14 May Presentation from Ethiopia to Kentucky’s First Lady Bevins
When I descended the 11,000’ rim of a crater to photograph these courageous female monks in Ethiopia, I had no idea that the results of my work would be displayed on the walls of the Governor’s mansion in Kentucky.
Kentucky’s First Lady, along with Governor Bevins are strong advocates in their state for adoption and foster care. They are the proud parents of ten children, four adopted from Ethiopia and five biological (one of which lives in heaven).
At this years annual CAFO (Christina Alliance For Orphans) summit, First Lady Bevin was visibly moved by the presentation made by Jodi Tucker, the International director of Orphan Sunday.
Jodi’s heartfelt introduction and presentation to First Lady Bevin:
“I had the great honor of meeting First Lady Bevin last year and was so impressed with her rare combination of passion, determination and humility. She and her husband are leading not only this great state, but are models for the rest of the nation in their singular focus for children. Her bio reads: “My heart lies with Kentucky’s children and families. My top priority as First Lady is to help build stronger families, and this includes reducing child abuse throughout our Commonwealth.
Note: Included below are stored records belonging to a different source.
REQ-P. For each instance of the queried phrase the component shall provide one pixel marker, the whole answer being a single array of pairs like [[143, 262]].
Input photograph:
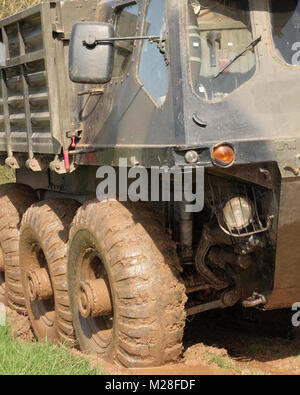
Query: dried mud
[[221, 342]]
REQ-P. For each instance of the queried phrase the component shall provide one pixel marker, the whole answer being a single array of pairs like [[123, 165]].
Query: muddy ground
[[232, 341]]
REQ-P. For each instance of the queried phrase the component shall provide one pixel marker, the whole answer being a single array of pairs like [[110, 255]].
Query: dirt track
[[222, 342]]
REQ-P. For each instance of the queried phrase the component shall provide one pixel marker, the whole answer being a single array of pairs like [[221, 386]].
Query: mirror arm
[[92, 42]]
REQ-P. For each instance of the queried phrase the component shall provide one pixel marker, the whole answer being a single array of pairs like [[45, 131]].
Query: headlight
[[238, 213]]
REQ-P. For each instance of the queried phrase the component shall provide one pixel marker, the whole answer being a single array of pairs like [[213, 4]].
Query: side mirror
[[88, 63]]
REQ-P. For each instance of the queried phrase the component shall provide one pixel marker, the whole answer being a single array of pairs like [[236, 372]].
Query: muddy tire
[[43, 251], [125, 289], [14, 201]]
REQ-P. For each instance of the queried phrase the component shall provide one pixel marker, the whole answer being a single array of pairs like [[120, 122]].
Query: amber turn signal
[[223, 155]]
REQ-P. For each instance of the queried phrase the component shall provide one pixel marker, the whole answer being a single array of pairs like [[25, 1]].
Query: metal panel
[[36, 94]]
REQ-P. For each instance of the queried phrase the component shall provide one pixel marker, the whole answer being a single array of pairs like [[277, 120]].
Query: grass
[[18, 358], [7, 175], [10, 7]]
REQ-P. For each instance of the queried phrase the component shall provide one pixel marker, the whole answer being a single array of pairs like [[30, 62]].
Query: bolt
[[191, 157]]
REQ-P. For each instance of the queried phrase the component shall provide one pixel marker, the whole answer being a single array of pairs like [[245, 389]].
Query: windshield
[[218, 30], [285, 18]]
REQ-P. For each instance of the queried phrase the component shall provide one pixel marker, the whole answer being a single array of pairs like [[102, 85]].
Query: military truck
[[206, 87]]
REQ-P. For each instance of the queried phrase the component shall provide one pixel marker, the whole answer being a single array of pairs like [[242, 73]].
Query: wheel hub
[[39, 285], [94, 298]]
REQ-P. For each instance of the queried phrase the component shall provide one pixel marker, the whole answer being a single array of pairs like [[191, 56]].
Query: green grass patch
[[7, 175], [18, 358], [221, 362]]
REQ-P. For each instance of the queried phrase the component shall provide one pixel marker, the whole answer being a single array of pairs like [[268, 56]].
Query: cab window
[[153, 69], [285, 20], [218, 31], [125, 26]]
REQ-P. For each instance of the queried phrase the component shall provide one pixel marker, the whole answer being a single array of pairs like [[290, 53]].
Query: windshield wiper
[[249, 46]]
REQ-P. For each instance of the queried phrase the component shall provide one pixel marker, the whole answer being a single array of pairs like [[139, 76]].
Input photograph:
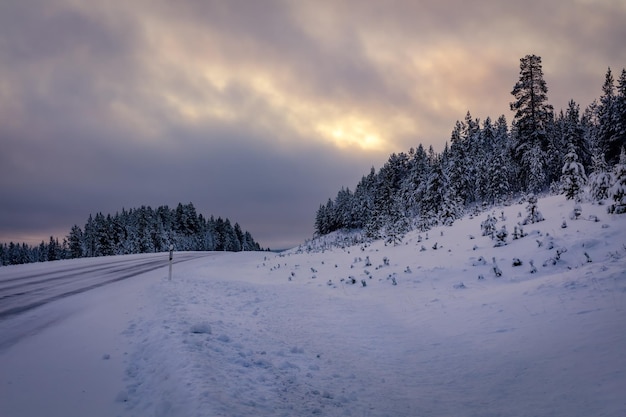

Child abuse is all too prevalent, and it affects all races, across all income levels. Kentucky’s children deserve to have the best possible start in life, and that begins with prevention of, and protection from, abuse. I look forward to partnering with child abuse prevention and treatment organizations, and fighting alongside them to protect our most vulnerable citizens. As a mother of 9 children – 4 of whom are adopted – I’m concerned by the obstacles faced by Kentucky families trying to adopt. I plan to work to make adoption simpler and more affordable, while helping would-be parents navigate the adoption process. It is my hope for every child in Kentucky to grow up in a loving home, and I am committed to working to move us closer to that goal.”
Photo presentation – This photo is of a female monk in Ethiopia. Amazingly, it was taken at 11,000 ft on Deber island in Lake Wenchi, home of a Greek Orthodox monastery. The monastery is known for how its inhabitants “sing” the bible every day, accompanied drums. These saints dedicate their lives to serve the monastery and to pray for the country and its people. They eat very little and have no contact with the outside world. An Ethiopian familiar with the monastery sent us this message about them: “These women sacrifice their lives for God and the words of the Bible and their prayer will remain with them until the end of their time in this world.” This to us seems to capture your spirit. Thank you for praying for the fatherless and for having this kind of faith and resolve for His children.”
During this year’s CAFO summit, Governor Bevins was describing the difficulties of their journey to adopt when his wife interrupted with a smile, saying, “but so worth it”.
I admire the Governor and First Lady Bevin’s leadership and strong voice for adoption. I am grateful for a part of my story to become a part of their’s.
These photographs tell the story at CAFO last week and of my Deber Island adventure in Ethiopia back in 2015’.
Thank you Julie Miller of the Adera Foundation for making the trip to Lake Wenchi and Deber Island possible.